The final and last day of the Durga Puja is Dashami or Vijaya Dashami. A tearful farewell is offered to Goddess Durga as she leaved her father’s house to her husband place. On this day Devi Durga is worshipped in the form of ‘Aparajita’ in the state of West Bengal followed by Maha Aarti, prayers and rituals which finally marks the end of the rituals of Durga Puja for the season.
A special type of Bhog called ‘Shital Bhog’ is made which includes Panta Vat, Kochur Sak and Ilis Machvaja during the Visarjan and the rituals of Devi Durga is performed by the priests who had been invoked during the Navapatrika is now entreated to return to her celestial abode followed by Prasasthi Vandana. During the Darpan, a small mirror is placed in front of goddess Durga and the devotees look into the mirror to see the feet of goddess Durga. There is a symbolic reason about the mirror, whenever there is a ritual bathing of Devi Durga, it is believed that the reflection of the mirror that is bathed and not the original idol.
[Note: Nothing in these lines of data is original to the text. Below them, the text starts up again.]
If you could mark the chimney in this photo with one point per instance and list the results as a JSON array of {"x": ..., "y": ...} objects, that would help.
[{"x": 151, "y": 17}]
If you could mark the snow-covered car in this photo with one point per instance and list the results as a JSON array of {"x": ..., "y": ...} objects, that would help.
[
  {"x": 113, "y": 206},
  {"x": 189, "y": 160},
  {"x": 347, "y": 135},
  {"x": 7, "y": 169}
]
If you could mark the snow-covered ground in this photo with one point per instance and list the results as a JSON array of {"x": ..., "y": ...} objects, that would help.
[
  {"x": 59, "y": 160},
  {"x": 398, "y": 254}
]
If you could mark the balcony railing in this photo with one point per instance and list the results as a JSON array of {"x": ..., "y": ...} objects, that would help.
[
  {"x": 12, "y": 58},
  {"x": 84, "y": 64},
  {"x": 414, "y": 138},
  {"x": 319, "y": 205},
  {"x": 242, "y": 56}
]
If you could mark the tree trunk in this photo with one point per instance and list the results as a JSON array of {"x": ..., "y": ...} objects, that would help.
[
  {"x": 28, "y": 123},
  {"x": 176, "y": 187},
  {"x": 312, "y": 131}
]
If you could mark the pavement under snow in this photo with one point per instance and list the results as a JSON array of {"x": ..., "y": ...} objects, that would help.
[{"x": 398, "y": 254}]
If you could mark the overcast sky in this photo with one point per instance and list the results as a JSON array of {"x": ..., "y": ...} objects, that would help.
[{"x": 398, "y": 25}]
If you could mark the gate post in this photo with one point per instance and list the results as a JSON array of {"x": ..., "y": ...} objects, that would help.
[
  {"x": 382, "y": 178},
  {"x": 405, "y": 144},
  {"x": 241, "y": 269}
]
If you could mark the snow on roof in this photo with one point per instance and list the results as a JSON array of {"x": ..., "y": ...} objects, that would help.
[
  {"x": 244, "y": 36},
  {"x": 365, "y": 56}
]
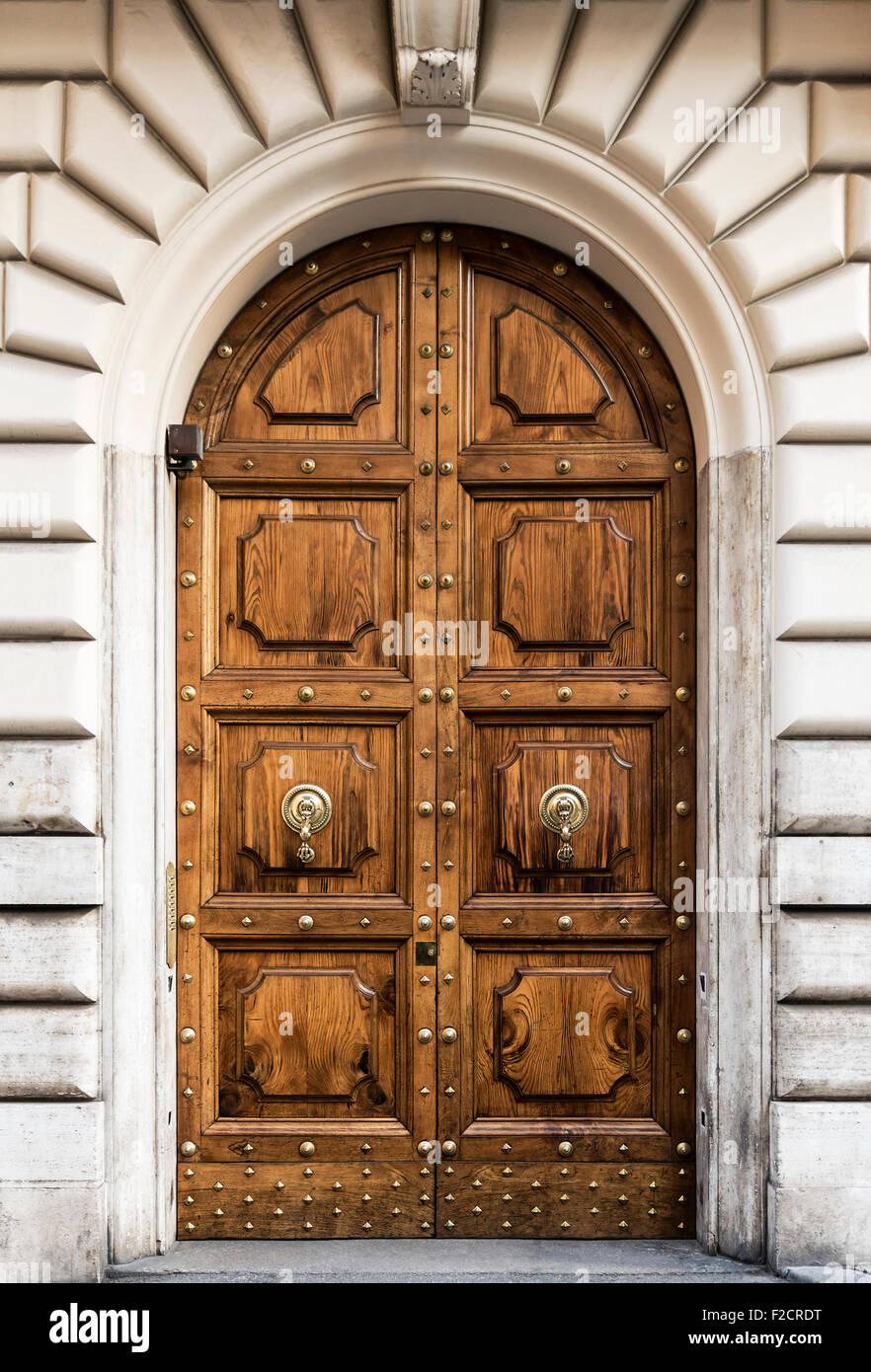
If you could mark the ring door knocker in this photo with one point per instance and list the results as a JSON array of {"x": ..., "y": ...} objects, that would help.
[
  {"x": 306, "y": 809},
  {"x": 564, "y": 809}
]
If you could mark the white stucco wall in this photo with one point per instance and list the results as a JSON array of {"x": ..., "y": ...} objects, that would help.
[{"x": 92, "y": 214}]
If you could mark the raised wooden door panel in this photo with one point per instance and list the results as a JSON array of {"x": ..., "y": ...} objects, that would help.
[
  {"x": 310, "y": 1033},
  {"x": 563, "y": 1033},
  {"x": 568, "y": 580},
  {"x": 309, "y": 579},
  {"x": 362, "y": 850},
  {"x": 613, "y": 763},
  {"x": 542, "y": 368},
  {"x": 334, "y": 370}
]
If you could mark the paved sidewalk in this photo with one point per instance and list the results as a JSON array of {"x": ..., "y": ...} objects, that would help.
[{"x": 475, "y": 1261}]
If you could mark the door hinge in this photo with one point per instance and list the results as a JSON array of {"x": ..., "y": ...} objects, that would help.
[
  {"x": 170, "y": 915},
  {"x": 184, "y": 449}
]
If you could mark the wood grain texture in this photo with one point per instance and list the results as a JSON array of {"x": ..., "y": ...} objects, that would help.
[{"x": 341, "y": 467}]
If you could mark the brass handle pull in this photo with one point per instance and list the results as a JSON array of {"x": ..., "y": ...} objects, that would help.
[
  {"x": 306, "y": 809},
  {"x": 564, "y": 809}
]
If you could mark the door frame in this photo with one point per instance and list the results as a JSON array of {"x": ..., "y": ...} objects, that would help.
[{"x": 547, "y": 190}]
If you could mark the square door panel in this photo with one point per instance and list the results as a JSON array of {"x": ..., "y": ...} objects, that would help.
[
  {"x": 567, "y": 582},
  {"x": 307, "y": 1033},
  {"x": 307, "y": 580},
  {"x": 564, "y": 1033},
  {"x": 614, "y": 767},
  {"x": 360, "y": 850}
]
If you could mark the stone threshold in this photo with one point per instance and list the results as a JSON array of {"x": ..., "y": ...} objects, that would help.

The final sending off of Goddess Durga is ‘Devi Boron’ which the rituals is performed only by the married women folks of the locality by performing Aarti, offer sweets, paan and finally smear her with sindoor.
After that the women folks enjoy among themselves by performing ‘Sindur khela’ and share sweets among the loved ones. Goddess Durga is brought out of the house or from the Puja Mandap and readied for departure for immersion on the holy bank of Ganges.
A large procession is arranged by the devotees and a grand send-off takes place during the Visarjan or Bisarjan ceremony. The idol of goddess Durga is immersed with great care chanting ‘Bolo Durga Maiki - Asche Bochor Abar Eso’ followed by the Vijaya ceremony or Subho Bijoya of ‘Kola Kuli’ by embracing each other and promises a new beginning after forgetting all the past offences. The juniors touch the feet of the seniors to seek blessings from them.